慢性リンパ性白血病の治療薬 FCR療法(フルダラ+エンドキサン+リツキサン)/アーゼラ(一般名オファツムマブ)/マブキャンパス(一般名アレムツズマブ)

監修●塚崎邦弘 国立がん研究センター東病院血液腫瘍科科長
取材・文●半沢裕子
発行:2016年4月
更新:2016年7月

  

高齢者に多く、進行が緩やかで、早期発見されることも多い慢性リンパ性白血病(CLL)。早期は経過観察が標準治療ですが、病気が「活動性徴候」を示したら治療を開始します。このとき、「通常量多剤併用療法可能」と判断された場合は、FCR療法が標準治療になっています。また、再発・難治例に対しては、2013年にアーゼラが、2014年にはマブキャンパスが、保険で使えるようになりました。

慢性リンパ性白血病(CLL)の治療

■早期の標準治療は経過観察

慢性リンパ性白血病(CLL)は日本では全白血病の1~3%を占める希少な疾患で、高齢者に多く、進行の比較的緩やかながんです。加えて、最近は検診や他の病気治療時の血液検査で早期発見される患者が増えています。

発見されれば治療をしたくなりますが、早期の場合には、治療を開始しても生存期間を延ばすことにつながらないので、「活動性徴候」がなければ標準治療は経過観察となります。診断後10年、15年と経過観察の続く場合もあります。

治癒は困難であり、病状はゆっくりながら進展しますが、進展後も長期生存が可能なことが多いので、治療は症状緩和や病勢コントロールが目的となります。

■進行期に入ったら薬物治療

表1 CLLの活動性病態

Eichhorst B, et al :Ann Oncol. 2010 ; 21 Suppl 5 : v162-4.(ESMOガイドライン)

薬剤による治療開始の基準は「進行期に入ったとき」。日本血液学会造血器腫瘍診療ガイドラインには2つの病期分類が掲載されていますが、改訂ライ(Rai)分類の高リスク(Ⅲ(III)期、Ⅳ(IV)期)、あるいは、ビネ(Binet)分類のC期、進行B期と診断されると進行期とみなされます。

臓器腫大や骨髄機能低下(造血不全)に伴う症状(白血球減少、貧血、血小板減少など)が現れるなど、「活動性徴候」が見られたときが治療開始のサインです(表1)。

FCR療法――治療開始時の薬物療法

「活動性徴候」が見られた段階で、年齢、症状、合併症の有無などにより治療可能判定が行われ、「通常量多剤併用療法可能」と診断されたら行われる標準治療が、FCR療法(フルダラ+エンドキサン+リツキサン)です。

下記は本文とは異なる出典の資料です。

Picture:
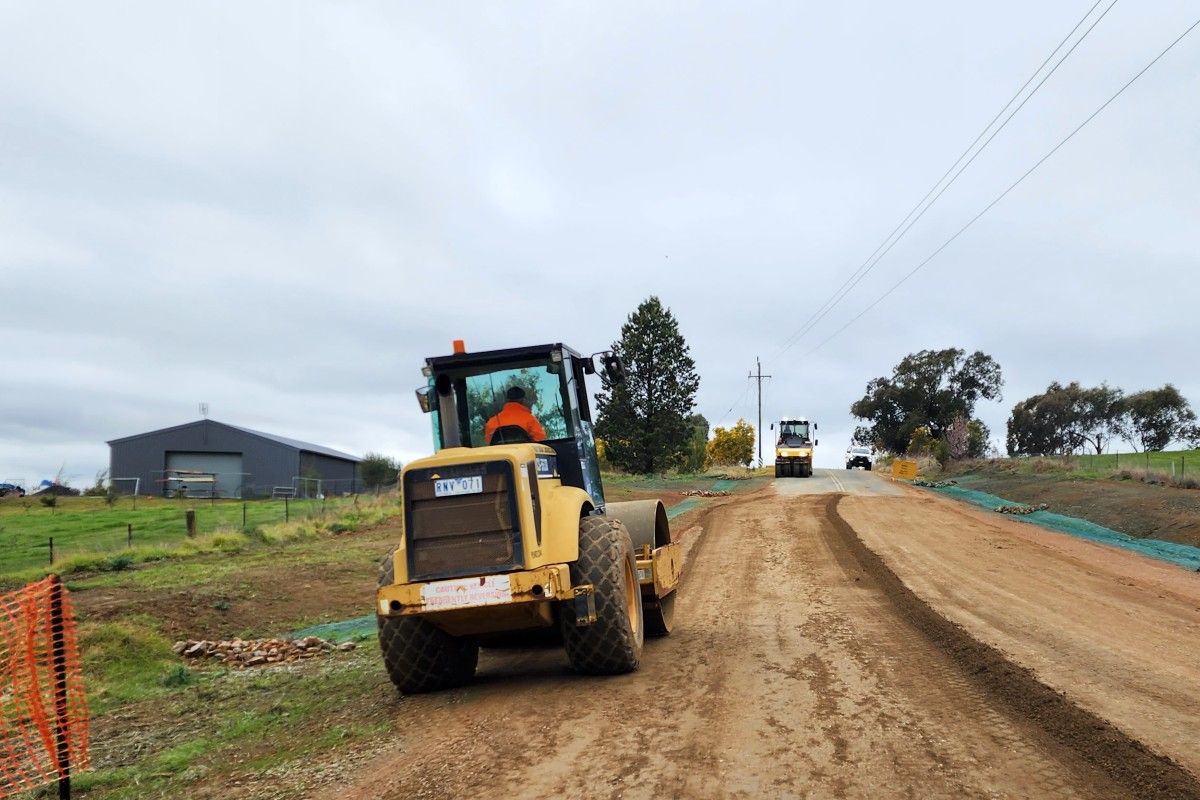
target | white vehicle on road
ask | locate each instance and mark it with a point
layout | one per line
(858, 456)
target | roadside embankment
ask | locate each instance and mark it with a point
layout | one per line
(1140, 510)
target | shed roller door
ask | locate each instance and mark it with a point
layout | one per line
(226, 465)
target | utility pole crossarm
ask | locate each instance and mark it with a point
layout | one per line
(757, 376)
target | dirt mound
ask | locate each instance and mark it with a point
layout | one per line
(255, 653)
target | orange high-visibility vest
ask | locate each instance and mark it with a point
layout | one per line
(519, 415)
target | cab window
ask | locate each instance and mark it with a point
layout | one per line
(485, 396)
(793, 434)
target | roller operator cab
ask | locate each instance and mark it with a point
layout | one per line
(795, 446)
(507, 534)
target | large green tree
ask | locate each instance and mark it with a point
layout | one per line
(928, 389)
(645, 421)
(1065, 419)
(1156, 417)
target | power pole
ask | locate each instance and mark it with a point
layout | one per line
(757, 376)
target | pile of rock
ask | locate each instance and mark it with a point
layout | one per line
(1021, 510)
(256, 653)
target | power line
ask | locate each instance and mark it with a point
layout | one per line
(1011, 187)
(757, 376)
(909, 221)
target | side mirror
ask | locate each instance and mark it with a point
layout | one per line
(613, 370)
(423, 400)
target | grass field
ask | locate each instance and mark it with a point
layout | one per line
(85, 528)
(1179, 462)
(1177, 468)
(165, 726)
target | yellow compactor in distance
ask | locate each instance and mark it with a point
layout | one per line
(795, 446)
(505, 536)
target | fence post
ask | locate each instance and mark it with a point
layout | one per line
(59, 663)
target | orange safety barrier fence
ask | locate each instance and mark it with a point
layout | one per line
(43, 713)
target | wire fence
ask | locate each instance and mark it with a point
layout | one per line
(1175, 464)
(37, 534)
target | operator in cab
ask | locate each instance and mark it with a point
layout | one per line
(515, 414)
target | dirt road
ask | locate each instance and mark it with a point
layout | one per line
(803, 666)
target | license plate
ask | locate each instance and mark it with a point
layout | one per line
(450, 486)
(467, 593)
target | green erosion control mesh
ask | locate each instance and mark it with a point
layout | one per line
(1180, 554)
(364, 627)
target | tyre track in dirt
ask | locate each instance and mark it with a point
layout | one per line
(1125, 761)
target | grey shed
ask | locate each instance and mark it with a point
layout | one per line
(207, 458)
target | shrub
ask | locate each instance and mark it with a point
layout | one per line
(731, 446)
(178, 675)
(118, 564)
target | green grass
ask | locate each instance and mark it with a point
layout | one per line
(245, 722)
(126, 661)
(1182, 462)
(1173, 468)
(88, 534)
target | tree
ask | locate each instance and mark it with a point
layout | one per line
(1065, 419)
(645, 420)
(731, 446)
(1038, 423)
(927, 389)
(1097, 415)
(695, 453)
(378, 470)
(958, 438)
(1155, 417)
(978, 439)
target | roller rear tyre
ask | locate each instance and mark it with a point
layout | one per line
(613, 643)
(418, 655)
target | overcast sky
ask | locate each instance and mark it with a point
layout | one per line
(281, 209)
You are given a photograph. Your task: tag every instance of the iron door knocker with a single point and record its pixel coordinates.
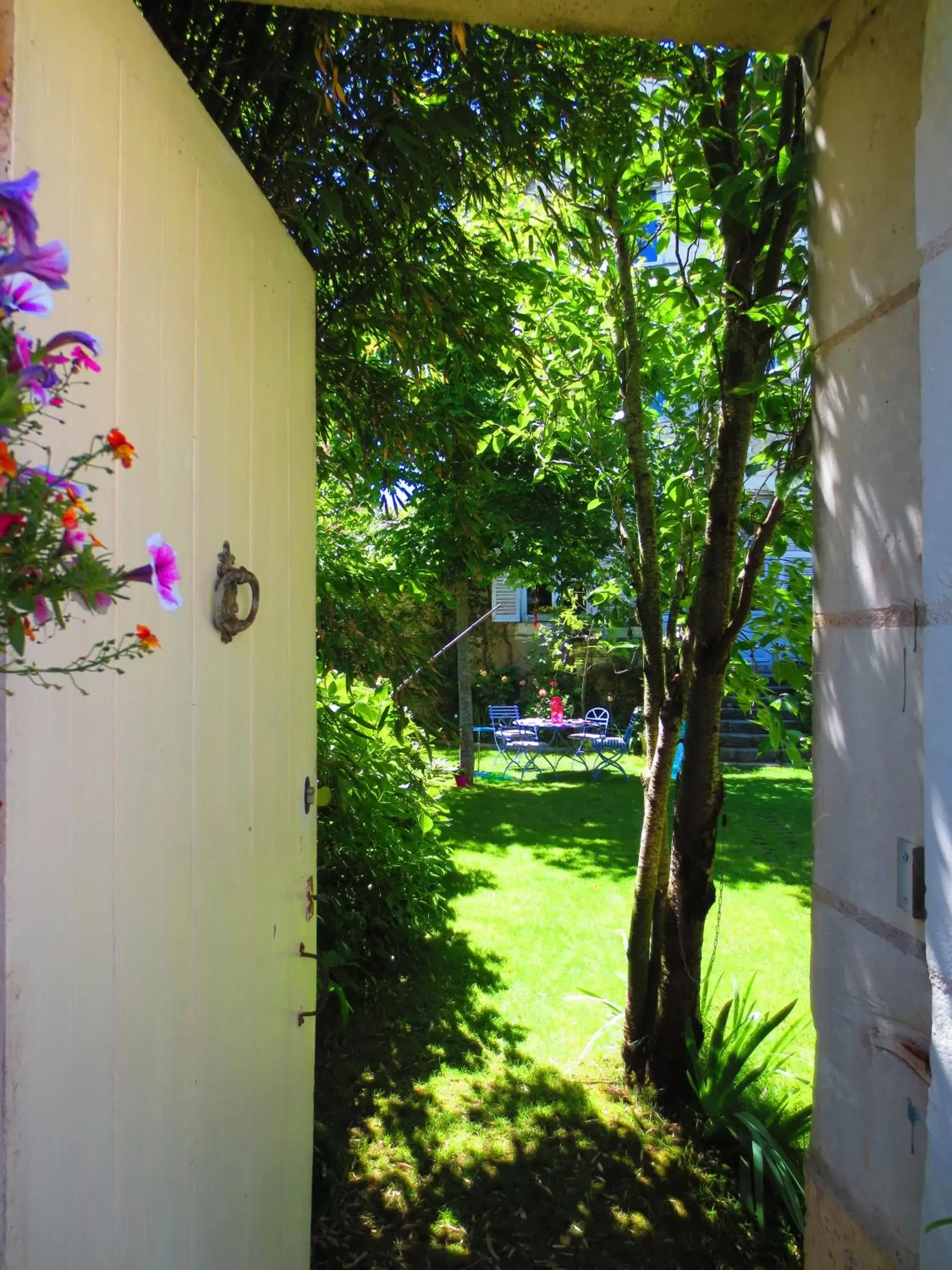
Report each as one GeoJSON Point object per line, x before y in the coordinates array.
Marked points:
{"type": "Point", "coordinates": [230, 578]}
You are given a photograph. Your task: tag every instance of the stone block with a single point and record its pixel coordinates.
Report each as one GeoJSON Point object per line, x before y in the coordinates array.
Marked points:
{"type": "Point", "coordinates": [938, 797]}
{"type": "Point", "coordinates": [936, 1249]}
{"type": "Point", "coordinates": [933, 138]}
{"type": "Point", "coordinates": [936, 373]}
{"type": "Point", "coordinates": [867, 764]}
{"type": "Point", "coordinates": [836, 1239]}
{"type": "Point", "coordinates": [862, 1094]}
{"type": "Point", "coordinates": [864, 153]}
{"type": "Point", "coordinates": [867, 483]}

フルダラとエンドキサンは抗がん薬の1種。フルダラは遺伝子の合成を助ける酵素の働きを阻害してがん細胞の増殖を抑える代謝拮抗薬の中でも、プリン代謝を阻害する薬剤(プリンアナログ)の1種です。エンドキサンは遺伝子の二重鎖を解けなくし、遺伝子の複製を妨げるアルキル化剤の仲間です。

この2剤併用のFC療法は、長らく「通常量多剤併用療法可能」な症例の標準治療でしたが、2013年、ドイツのCLL研究グループによる第Ⅲ(III)相試験で、分子標的薬リツキサン併用のFCR療法が無増悪生存期間(PFS)、全生存期間(OS)とも延長し、日本の2013年版ガイドラインでもFCR療法が初回治療(がん診断後の最初の治療)の標準治療になりました。

免疫細胞であるリンパ球にはB細胞、T細胞、NK細胞がありますが、CLLは成熟したB細胞のがんです。リツキサンは、B細胞表面に存在するタンパク質CD20を標的にしてB細胞を攻撃する薬剤(CD20抗体製剤) です。CLL患者はほぼ100% CD20陽性であり、CD20陽性かどうかは病気の確定診断時の指標にされています。

■投与法――リツキサンは欧米より少用量

リツキサンはCD20陽性のリンパ腫に保険適用されていますが、実は白血病には適用されていません。CLLには末梢血と骨髄だけでなくリンパ節にも病変があり、その病変は小リンパ球性リンパ腫と診断されるので、保険上問題はありませんが、日本での1回量は375mg/m2と欧米(1回量500mg/m2)より少なくなっています。

FCR療法は28日を1サイクルとし、1~3日目にフルダラ25mg/m2とエンドキサン250mg/m2を、1日目(1サイクル目では0日目)にリツキサン375mg/m2を静注し、6サイクル行います(図2)。

図2 FCR療法の投与法

■副作用と他の治療法

病勢を抑えられる期間は平均的には5年くらいで、注意すべき副作用としてはリツキサンによる輸注反応(後述)に加えて、フルダラとエンドキサンによる骨髄抑制が強いことです。感染症のリスクも若干高くなると考えられています。高齢者や全身状態(PS)のよくない人には、エンドキサンを抜いてFR療法にするなどの調整も行われています。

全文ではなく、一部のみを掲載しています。